Sanırsın Orhan Gazi, Bursa'yı daha dün başkent ilan etti.
Elbette ki bölümün en efsane anları; “Valide Esma Sultan ve
cariyeleri” konseptli, erkekler tarafından “En fazla ne olabilir ki canım?”
diye kabullenilen, Senem açısından “İnsanın adı çıkacağına canı çıksın.” dedirten,
yine de sütten ağzı yananların yoğurda fütursuzca daldığı kına gecesiydi. Esma
Sultan kızmasın ama, en güzel bindallı/kaftan da gelinleri Süreyya ve İpek’indi.

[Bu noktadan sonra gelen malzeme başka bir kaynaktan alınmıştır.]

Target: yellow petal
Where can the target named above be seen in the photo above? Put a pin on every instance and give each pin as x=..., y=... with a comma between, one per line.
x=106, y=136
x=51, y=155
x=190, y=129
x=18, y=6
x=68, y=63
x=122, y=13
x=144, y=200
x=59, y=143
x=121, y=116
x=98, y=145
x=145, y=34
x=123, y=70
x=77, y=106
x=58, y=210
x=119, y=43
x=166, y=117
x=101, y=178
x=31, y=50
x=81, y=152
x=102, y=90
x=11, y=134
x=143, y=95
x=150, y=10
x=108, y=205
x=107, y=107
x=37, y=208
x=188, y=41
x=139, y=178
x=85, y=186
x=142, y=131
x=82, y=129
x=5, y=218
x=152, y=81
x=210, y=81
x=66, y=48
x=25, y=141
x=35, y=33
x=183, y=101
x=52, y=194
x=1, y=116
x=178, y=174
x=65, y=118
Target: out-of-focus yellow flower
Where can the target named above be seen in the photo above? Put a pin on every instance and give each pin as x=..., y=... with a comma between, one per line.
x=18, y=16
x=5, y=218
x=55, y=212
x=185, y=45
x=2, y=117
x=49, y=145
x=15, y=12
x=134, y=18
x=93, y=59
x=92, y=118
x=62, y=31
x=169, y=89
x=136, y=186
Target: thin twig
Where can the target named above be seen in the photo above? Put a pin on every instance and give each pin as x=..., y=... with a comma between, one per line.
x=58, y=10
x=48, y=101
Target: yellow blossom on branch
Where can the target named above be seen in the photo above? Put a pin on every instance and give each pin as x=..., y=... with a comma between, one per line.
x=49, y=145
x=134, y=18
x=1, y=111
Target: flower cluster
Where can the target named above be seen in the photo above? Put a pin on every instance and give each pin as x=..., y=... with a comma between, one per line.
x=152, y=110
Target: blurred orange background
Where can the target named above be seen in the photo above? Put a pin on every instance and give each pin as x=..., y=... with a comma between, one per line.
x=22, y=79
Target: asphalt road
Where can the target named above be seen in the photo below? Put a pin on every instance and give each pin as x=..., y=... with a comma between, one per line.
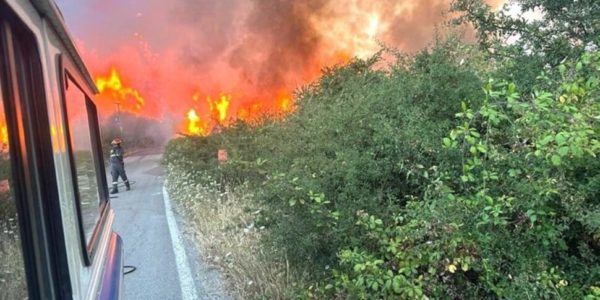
x=168, y=265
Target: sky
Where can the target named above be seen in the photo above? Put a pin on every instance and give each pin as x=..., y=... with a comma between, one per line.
x=241, y=57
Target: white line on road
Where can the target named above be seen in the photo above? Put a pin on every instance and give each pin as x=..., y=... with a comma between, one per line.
x=186, y=282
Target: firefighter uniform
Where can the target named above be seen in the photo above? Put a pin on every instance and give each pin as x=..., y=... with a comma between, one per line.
x=117, y=166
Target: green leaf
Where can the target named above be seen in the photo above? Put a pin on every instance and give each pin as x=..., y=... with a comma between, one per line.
x=563, y=151
x=561, y=138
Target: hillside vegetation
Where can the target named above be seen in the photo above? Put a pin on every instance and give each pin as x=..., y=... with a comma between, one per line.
x=454, y=173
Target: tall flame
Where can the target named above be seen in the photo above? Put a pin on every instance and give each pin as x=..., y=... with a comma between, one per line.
x=112, y=86
x=193, y=126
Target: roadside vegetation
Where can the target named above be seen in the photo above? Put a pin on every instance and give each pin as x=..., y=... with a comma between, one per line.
x=462, y=172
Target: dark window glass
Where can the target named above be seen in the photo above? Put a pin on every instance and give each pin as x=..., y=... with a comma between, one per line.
x=12, y=270
x=83, y=154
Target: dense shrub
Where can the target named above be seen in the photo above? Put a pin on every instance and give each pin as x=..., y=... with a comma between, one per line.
x=413, y=181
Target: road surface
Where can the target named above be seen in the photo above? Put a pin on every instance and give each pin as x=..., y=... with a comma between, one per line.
x=168, y=265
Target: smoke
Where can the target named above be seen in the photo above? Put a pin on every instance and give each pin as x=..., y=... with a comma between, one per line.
x=177, y=53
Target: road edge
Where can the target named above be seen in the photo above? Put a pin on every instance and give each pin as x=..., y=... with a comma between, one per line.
x=186, y=281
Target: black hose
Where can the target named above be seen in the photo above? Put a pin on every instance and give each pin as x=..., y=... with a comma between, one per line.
x=131, y=269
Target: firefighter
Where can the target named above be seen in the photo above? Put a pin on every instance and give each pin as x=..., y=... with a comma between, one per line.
x=117, y=165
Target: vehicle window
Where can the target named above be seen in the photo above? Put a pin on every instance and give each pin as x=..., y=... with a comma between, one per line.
x=12, y=270
x=83, y=155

Yalnız güldük, eğlendik filan ama özel organizasyonlarda Senem’in bahtsızlığı
hikayesini abartmamakta fayda var. Yarın öbür gün, Cihan’ın sünnetinde, Yaz’ın
ilk yaş günü partisinde de benzer aksilikleri izlersek kabak tadı verebilir.

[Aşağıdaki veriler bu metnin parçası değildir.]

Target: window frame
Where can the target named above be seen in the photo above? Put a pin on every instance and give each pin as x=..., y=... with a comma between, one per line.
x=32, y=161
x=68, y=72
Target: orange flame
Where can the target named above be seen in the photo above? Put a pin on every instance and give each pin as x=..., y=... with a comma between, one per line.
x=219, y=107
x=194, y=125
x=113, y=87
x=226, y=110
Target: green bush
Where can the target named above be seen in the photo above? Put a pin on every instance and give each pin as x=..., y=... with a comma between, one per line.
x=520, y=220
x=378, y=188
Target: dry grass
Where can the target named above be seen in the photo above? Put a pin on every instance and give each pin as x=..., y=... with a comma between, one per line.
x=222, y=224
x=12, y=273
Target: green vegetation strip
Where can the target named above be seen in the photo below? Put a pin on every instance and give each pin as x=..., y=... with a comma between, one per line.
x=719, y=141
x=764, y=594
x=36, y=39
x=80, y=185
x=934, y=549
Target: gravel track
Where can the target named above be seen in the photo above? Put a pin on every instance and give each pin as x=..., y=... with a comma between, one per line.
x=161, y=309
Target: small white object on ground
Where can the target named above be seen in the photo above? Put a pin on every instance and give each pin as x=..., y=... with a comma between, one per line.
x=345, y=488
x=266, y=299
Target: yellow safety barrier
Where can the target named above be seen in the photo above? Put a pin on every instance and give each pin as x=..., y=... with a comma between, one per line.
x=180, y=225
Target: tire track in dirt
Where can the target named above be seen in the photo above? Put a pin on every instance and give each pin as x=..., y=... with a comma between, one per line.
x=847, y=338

Adem ve Güneş’in şimdiki bu “seviyeli arkadaşlık” durumunu
sevdim. Ne istediklerini bilmeden, daha doğru dürüst tanışmadan paldır küldür
bir ilişkiye atılınca hem sırası mıydı diye düşünmüş, hem de bir türlü
olduramamıştım onları. Şimdilik bu seviyeleri güzel. Güneş’in “insan olarak hak
ettiği saygı ve değeri görmek şartıyla” yeniden vicdanının sesini dinleyerek
Adem’i kabul etmesini takdir ettim. Dilerim son geri gelişim deyişinde de
kararlıdır. Evet Adem’in ilgiye, anlaşılmaya ihtiyacı var ama her yaptığı kabalıktan,
hatadan sonra da hiçbir karşılık görmeden olduğu gibi geri kabul edilirse,
zamanla Güneş de onun gözünde paspas olmaktan öteye gidemeyecek. Bunun
dengesini iyi tutturmak lazım.
Nihayet haftalardır beklediğim nikahın kıyılması için
önümüzde hiçbir engel kalmadı. Çok hevesle, mutlulukla izlemeyi tercih ederdim
ama elbette bir tarafım çok buruk olacak. Yine de dilerim, mutlulukları mümkün
olduğunca uzun sürsün. Geliyor düğün
alayı, gelinler çeksin halayı!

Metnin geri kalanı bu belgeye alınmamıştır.